The first place that Kramer sees an opportunity to drive change is in introducing agility into the procurement cycle starting with the RFP process. “Right now federal agencies tend to issue what I call vanilla RFPs,” quipped Kramer. “The RFPs don’t align IT with mission requirements and this results in responses from vendors that don’t quite solve the problem. When you combine this misalignment with a 6-12 month review cycle, plus the 3 month dispute process, it’s so easy to see how the time adds up resulting in technology that is at best outdated and, at worst, both outdated and unable to solve the problem by the time it’s acquired.”
But Kramer also sees some bright spots in the federal government. Citing innovations such as the Department of Health and Human Services’ (HHS) upcoming Code-a-Thon to help solve the opioid crisis, Kramer said “that because the crisis is happening right now, the solutions are needed right now, not at the end of an RFP process.”

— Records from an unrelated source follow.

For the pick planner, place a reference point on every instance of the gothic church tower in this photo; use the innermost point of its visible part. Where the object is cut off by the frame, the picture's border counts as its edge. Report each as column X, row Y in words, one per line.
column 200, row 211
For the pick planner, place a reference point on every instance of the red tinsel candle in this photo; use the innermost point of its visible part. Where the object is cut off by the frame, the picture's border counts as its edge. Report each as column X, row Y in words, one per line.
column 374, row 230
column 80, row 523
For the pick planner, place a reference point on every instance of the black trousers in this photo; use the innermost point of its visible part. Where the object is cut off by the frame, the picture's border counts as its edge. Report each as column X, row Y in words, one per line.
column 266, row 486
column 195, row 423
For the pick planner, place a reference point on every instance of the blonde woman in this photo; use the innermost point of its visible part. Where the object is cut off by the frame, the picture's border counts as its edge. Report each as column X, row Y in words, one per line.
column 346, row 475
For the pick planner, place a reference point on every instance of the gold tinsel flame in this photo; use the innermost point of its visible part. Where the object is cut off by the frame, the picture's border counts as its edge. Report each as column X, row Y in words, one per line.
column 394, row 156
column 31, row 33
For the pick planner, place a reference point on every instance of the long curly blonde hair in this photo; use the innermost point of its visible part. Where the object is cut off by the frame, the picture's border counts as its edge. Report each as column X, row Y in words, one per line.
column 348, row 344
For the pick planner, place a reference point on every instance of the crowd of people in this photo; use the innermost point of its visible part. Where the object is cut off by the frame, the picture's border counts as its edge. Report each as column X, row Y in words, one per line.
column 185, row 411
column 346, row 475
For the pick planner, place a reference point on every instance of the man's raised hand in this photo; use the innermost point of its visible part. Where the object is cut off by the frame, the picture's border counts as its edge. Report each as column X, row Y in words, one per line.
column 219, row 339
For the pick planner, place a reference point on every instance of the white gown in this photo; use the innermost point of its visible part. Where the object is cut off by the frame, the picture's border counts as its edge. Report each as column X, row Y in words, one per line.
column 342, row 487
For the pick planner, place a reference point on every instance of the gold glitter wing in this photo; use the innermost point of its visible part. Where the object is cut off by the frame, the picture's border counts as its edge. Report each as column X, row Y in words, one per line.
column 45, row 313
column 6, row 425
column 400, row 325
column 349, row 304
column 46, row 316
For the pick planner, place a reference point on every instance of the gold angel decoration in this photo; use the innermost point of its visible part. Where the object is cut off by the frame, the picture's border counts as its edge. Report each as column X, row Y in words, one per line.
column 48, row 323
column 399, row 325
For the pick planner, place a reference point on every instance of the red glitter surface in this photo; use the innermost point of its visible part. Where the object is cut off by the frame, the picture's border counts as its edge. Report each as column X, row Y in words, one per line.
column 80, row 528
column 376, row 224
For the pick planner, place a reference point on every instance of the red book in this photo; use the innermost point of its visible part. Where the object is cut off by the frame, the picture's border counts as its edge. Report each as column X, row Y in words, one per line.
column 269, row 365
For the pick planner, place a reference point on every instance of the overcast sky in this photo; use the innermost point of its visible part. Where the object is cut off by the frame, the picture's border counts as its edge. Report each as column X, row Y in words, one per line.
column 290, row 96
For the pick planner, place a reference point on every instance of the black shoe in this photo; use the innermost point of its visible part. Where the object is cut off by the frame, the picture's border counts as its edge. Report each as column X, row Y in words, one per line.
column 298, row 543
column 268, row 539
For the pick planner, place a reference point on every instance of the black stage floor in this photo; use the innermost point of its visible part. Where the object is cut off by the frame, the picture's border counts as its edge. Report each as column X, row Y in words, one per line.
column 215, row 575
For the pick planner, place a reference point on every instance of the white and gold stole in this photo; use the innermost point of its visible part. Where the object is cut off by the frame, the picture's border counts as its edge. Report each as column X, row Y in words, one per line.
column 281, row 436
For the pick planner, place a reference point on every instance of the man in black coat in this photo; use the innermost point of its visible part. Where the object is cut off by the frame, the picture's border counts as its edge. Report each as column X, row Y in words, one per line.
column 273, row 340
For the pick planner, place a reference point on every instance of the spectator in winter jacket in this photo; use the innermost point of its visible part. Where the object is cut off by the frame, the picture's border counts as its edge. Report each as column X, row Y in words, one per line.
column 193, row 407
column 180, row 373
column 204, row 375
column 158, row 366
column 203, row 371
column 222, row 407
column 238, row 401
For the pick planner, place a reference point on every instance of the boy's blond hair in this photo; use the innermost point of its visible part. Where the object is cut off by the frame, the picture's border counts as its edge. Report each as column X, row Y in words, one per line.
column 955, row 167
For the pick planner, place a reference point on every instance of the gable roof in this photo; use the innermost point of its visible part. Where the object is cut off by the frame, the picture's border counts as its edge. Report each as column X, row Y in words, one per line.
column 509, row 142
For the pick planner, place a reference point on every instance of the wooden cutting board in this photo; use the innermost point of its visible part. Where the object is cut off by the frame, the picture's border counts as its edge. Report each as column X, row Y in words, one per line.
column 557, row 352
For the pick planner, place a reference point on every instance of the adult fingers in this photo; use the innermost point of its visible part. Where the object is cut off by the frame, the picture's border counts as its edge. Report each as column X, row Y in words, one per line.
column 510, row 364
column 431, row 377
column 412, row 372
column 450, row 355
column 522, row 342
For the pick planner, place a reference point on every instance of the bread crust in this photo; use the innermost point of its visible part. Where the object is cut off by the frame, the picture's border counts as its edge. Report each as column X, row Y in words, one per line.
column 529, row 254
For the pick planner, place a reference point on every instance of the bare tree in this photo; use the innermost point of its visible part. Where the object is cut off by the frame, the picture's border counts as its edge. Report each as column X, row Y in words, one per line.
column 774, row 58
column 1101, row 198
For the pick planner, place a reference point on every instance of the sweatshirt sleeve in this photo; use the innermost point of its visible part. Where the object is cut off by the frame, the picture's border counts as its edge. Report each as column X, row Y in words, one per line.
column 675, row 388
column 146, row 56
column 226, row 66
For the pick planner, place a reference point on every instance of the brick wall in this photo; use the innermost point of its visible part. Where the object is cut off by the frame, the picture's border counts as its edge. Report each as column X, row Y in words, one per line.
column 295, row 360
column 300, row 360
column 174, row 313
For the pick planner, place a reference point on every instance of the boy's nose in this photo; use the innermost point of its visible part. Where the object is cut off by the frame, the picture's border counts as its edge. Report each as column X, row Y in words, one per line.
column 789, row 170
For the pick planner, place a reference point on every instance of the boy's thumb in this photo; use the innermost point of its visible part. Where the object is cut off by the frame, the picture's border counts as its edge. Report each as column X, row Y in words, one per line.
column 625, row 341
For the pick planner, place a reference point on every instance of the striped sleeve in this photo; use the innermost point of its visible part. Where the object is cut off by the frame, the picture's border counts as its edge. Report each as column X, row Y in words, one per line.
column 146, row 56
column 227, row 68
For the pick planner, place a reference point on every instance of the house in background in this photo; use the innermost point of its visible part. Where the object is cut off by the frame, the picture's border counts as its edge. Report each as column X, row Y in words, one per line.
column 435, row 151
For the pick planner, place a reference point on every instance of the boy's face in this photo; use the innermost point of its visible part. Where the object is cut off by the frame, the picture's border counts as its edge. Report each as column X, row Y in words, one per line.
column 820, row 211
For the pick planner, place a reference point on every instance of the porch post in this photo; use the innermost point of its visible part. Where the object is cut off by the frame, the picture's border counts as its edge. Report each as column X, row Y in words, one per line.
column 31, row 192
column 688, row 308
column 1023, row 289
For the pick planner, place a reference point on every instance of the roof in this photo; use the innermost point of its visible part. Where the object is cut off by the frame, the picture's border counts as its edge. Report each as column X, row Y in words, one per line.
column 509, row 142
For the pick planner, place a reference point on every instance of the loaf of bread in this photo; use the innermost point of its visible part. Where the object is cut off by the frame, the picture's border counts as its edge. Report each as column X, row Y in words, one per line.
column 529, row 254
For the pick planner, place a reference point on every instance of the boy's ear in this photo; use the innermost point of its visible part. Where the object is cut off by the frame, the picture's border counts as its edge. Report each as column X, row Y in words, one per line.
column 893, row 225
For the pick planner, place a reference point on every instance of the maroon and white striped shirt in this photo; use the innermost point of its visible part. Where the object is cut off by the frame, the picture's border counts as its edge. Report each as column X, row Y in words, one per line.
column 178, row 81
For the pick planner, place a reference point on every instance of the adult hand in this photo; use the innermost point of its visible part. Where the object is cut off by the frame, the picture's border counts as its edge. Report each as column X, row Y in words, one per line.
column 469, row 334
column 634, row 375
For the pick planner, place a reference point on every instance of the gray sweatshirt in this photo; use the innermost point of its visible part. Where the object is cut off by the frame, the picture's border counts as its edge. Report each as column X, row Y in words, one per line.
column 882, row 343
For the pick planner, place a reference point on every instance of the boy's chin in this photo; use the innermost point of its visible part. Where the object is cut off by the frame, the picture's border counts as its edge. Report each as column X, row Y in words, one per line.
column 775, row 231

Kramer added that HHS is a good position to try out innovative solutions like code-a-thons because of the guidance of CIO Beth Killoran. “Her long tenure at the agency in IT leadership positions gives her an exceptional perspective on the big picture challenges facing the agency. Because of this broad view, Killoran can then part out tactical projects that address immediate mission-critical problems, and fits into the overall vision.”
While every agency will benefit from the influx of funding under the MGT Act and the ability, the real winners based on Kramer’s insights, will be those that address both not only the IT challenges, but also the procedural and practical constraints of being part of a very large organization.